Particularly prolific in the data flight and extortion, the group threatened, on its site, to disseminate hacked data.
by
La Poste Mobile, a telephone operator belonging to the La Poste group and counting approximately 1.8 million subscribers , was the victim of a computer attack, the company announced on Friday July 8 in a statement. “The administrative and management services of the mobile post office were victims, this Monday, July 4, of a malicious virus of the ransomiciel type,” said the company.
Rançongiciales are viruses designed to paralyze the computer system of an organization. The attackers generally start by infiltrating a network, take control of a certain number of devices, then infect the computer park of an entity (company, community, hospital, association, etc.) to make it unusable. They then ask their victim a ransom in exchange for the deciphering key to restore files of the apparatus concerned.
potentially stolen data
The mobile post site and its customer area are inaccessible for the moment, a message now explaining that the operator has been the victim of an attack. “The IT teams of La Poste Mobile currently carry out the diagnosis of the situation. The first analyzes establish that the servers essential to the operation of the mobile lines of customers have been well protected,” promises the group.
The intrusion was claimed on the night of Thursday to Friday by Lockbit, a prolific gang specializing in ransom and having recruited a large number of affiliates, these accomplices specialized in computer intrusion.
It is “possible that files present in computers of employees of the mobile post have been assigned,” said La Poste in its press release, adding that “some of them could contain personal data”, without specify more which ones. On its site, Lockbit said that it has stolen a number of files to the company, and has already broadcast three screenshots of what looks like a list of customers, containing names, first names , cities, telephone numbers and email addresses.

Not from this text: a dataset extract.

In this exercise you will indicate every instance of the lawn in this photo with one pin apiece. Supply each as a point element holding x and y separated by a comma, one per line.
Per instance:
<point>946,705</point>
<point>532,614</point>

Like many gangs practicing extortion and theft of data, Lockbit has a site on which he publishes over the water the names of his victims as well as documents stolen during his attacks. In principle, a count is displayed, warning the readers, and the victims, that all the exfiltrated files will be published after a certain period of time. This commonly used method is used to put pressure on the companies attacked to push them to pay the ransom requested.
Some indices on the location of the operators and affiliates of Lockbit exist to date. Like many software of this type, Lockbit’s ransomware is designed in a way not to infect computers located in Russia or in Russian -speaking countries . In addition, the group’s nucleus was active on a well -known Russian discussion forum in the cybercriminal sphere. Two elements that may suggest that group members are at least Russian -speaking, or even operate from Russia or a nearby country.